Quando os corais sofrem temperaturas muito altas ou contaminação, começam a ficar descoloridos pela morte das algas, se tornam vulneráveis às doenças e morrem se o branqueamento durar muito tempo. Os corais fracos ou mortos se quebram e seus escombros são arrastados pelas ondas e por tempestades.

É possível que a Jamaica seja o país do Caribe onde os arrecifes tenham se deteriorado mais. Subsistem apenas entre 5% e 10%, por culpa da contaminação e da pesca excessiva. “Isto acontece pelo fato de a população ser muito pobre”, pontuou Jeremy. Entretanto, cada ilha é diferente. As também caribenhas Bonaire e Curaçao mantêm entre 20% e 30% de sua superfície original, que poderia ser aumentada com bom manejo, criação de áreas proibidas para pesca, redução da contaminação procedente da terra e acesso controlado de turistas, destacou.

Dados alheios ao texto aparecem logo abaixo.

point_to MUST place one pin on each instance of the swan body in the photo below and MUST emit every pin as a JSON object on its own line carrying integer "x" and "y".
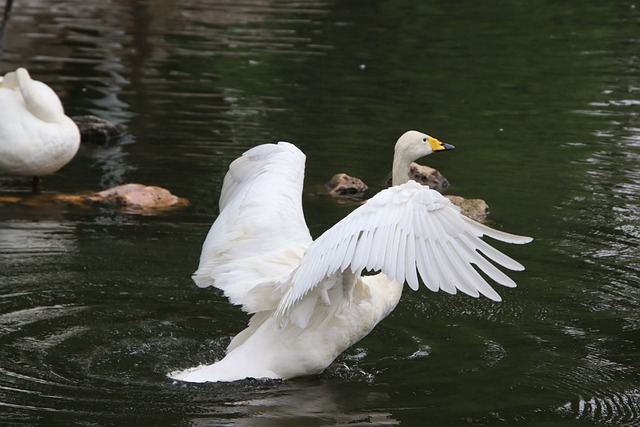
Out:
{"x": 309, "y": 299}
{"x": 36, "y": 137}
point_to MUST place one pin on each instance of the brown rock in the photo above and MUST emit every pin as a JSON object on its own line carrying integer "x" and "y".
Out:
{"x": 476, "y": 209}
{"x": 425, "y": 175}
{"x": 343, "y": 185}
{"x": 137, "y": 197}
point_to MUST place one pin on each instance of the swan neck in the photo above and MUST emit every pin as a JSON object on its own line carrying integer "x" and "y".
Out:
{"x": 39, "y": 99}
{"x": 400, "y": 169}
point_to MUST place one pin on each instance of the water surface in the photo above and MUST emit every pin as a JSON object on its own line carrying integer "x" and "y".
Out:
{"x": 542, "y": 101}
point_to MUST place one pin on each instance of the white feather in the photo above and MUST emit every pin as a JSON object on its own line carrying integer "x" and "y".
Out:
{"x": 319, "y": 303}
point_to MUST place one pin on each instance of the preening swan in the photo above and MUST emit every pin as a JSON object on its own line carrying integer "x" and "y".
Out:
{"x": 309, "y": 299}
{"x": 36, "y": 137}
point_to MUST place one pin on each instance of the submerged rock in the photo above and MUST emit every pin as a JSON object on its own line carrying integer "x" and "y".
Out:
{"x": 94, "y": 129}
{"x": 343, "y": 185}
{"x": 476, "y": 209}
{"x": 131, "y": 198}
{"x": 137, "y": 197}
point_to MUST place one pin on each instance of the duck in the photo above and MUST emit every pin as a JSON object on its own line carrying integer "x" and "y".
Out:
{"x": 36, "y": 137}
{"x": 310, "y": 300}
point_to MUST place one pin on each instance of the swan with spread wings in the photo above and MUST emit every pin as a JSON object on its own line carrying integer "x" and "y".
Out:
{"x": 309, "y": 299}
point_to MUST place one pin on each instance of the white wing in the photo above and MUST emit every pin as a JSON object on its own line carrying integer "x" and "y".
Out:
{"x": 260, "y": 234}
{"x": 404, "y": 231}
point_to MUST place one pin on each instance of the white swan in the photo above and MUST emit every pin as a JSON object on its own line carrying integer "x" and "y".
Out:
{"x": 36, "y": 137}
{"x": 308, "y": 298}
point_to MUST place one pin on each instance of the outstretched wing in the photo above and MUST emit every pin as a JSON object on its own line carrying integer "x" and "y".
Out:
{"x": 260, "y": 234}
{"x": 404, "y": 231}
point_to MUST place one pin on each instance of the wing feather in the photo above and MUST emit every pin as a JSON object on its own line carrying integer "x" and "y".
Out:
{"x": 407, "y": 231}
{"x": 260, "y": 234}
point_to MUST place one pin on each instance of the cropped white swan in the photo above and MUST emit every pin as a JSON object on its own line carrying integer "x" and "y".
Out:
{"x": 308, "y": 298}
{"x": 36, "y": 137}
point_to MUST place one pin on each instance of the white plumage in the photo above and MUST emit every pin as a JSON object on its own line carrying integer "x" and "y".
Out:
{"x": 308, "y": 298}
{"x": 36, "y": 137}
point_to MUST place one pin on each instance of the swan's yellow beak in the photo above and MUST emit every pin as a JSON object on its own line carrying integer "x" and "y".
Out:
{"x": 437, "y": 145}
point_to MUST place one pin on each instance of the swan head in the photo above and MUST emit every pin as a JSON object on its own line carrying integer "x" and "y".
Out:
{"x": 411, "y": 146}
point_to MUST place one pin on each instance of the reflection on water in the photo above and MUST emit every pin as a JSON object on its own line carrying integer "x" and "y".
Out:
{"x": 541, "y": 101}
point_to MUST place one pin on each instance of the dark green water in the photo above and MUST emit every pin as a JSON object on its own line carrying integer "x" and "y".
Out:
{"x": 541, "y": 99}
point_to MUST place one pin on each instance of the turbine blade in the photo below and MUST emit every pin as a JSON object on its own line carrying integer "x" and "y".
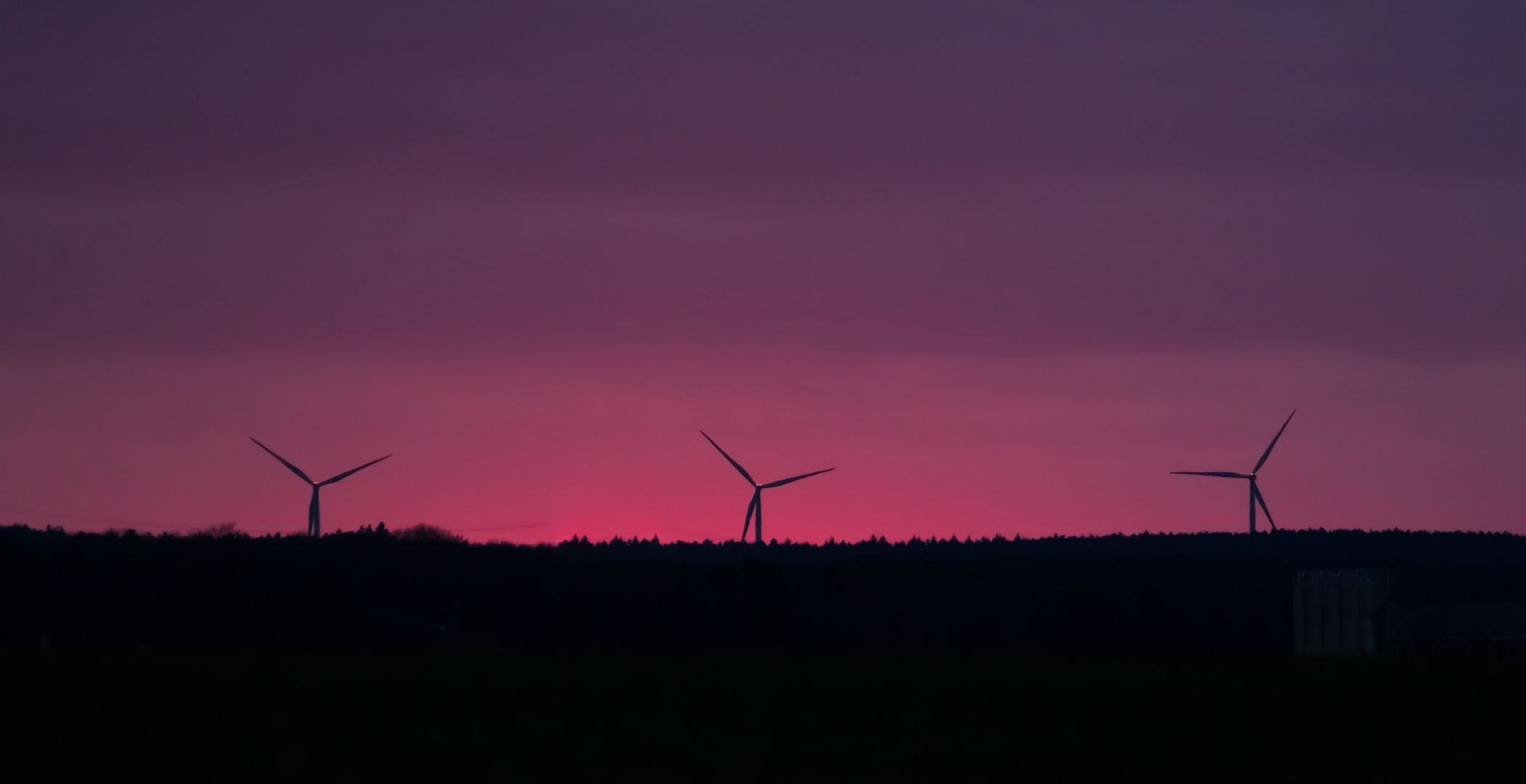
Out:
{"x": 748, "y": 519}
{"x": 331, "y": 479}
{"x": 1255, "y": 491}
{"x": 794, "y": 478}
{"x": 1264, "y": 455}
{"x": 283, "y": 461}
{"x": 734, "y": 464}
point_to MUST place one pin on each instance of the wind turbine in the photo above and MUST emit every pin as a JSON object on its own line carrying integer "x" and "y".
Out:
{"x": 312, "y": 508}
{"x": 1255, "y": 491}
{"x": 758, "y": 490}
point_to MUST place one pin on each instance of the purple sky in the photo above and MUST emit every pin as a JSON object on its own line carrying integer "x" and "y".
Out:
{"x": 966, "y": 249}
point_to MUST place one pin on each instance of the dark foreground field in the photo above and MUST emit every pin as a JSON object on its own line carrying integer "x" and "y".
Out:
{"x": 365, "y": 716}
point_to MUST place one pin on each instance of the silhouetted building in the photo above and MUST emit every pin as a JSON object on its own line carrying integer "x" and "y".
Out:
{"x": 1339, "y": 613}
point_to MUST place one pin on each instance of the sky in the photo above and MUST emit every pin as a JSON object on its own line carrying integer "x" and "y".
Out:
{"x": 1003, "y": 266}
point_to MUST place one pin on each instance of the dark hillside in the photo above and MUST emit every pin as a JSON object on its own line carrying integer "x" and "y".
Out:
{"x": 1204, "y": 594}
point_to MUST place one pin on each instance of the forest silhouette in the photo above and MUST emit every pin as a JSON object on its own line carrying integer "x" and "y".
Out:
{"x": 423, "y": 588}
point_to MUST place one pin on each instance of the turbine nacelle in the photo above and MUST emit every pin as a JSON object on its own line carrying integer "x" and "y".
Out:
{"x": 1255, "y": 491}
{"x": 756, "y": 505}
{"x": 313, "y": 520}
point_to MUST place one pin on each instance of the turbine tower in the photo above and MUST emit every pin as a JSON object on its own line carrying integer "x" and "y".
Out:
{"x": 756, "y": 507}
{"x": 312, "y": 508}
{"x": 1255, "y": 491}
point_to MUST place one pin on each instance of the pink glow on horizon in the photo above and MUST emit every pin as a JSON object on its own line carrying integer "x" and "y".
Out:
{"x": 927, "y": 447}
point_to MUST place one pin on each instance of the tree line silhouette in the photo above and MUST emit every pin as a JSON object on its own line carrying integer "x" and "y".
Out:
{"x": 1209, "y": 594}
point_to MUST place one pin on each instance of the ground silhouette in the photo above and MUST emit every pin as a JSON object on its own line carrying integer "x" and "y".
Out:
{"x": 1150, "y": 594}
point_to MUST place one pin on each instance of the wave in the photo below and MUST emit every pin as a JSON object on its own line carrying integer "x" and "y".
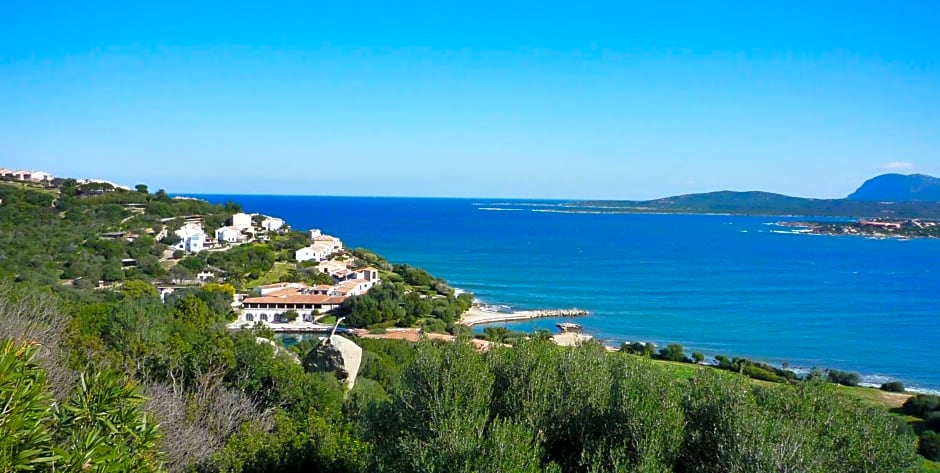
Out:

“Os arrecifes proporcionam proteção costeira, alimentos, turismo e outros serviços importantes, e perdê-los terá enormes consequências para a sociedade humana”, disse Roberto Iglesias Prieto, pesquisador do Instituto de Ciências do Mar e Limnologia da Universidade Nacional Autônoma do México. Um estudo feito em Belize estima que, sem arrecifes para proteger as comunidades costeiras, as tempestades poderiam causar prejuízos de até US$ 240 milhões. Cerca de um bilhão de pessoas dependem direta ou indiretamente dos arrecifes para seu sustento, e mais de dois bilhões têm nos pescados e mariscos sua principal fonte de proteínas.

“Com exceção de uns poucos pontos muito isolados, a qualidade dos arrecifes coralinos se deteriorou em todo o mundo, e continuará em declínio”, indicou Roberto. “Perder os benefícios e serviços proporcionados pelos arrecifes será uma tragédia para a humanidade”, declarou ao Terramérica. Há consenso entre os cientistas de que é quase certo que esses serviços vitais se perderão, a menos que sejam tomadas medidas urgentes para reduzir as emissões de dióxido de carbono que esquentam e acidificam os oceanos.

“Quando o explorador britânico James Cook navegou por Cairns, há menos de 300 anos, a atmosfera continha 280 partes por milhão (ppm) de dióxido de carbono. Agora, são 392 ppm”, disse a cientistas Janice Lough, do Instituto Australiano de Ciências Marinhas. Nos oceanos tropicais, a maioria das espécies vive em águas que apresentam variação de temperatura muito reduzida, entre dois e três graus. Se as temperaturas sobem mais e por períodos prolongados, algumas não resistem e nem sempre podem ir para outra parte, acrescentou Janice. “Pequenas mudanças podem ter grandes impactos”, explicou ao Terramérica.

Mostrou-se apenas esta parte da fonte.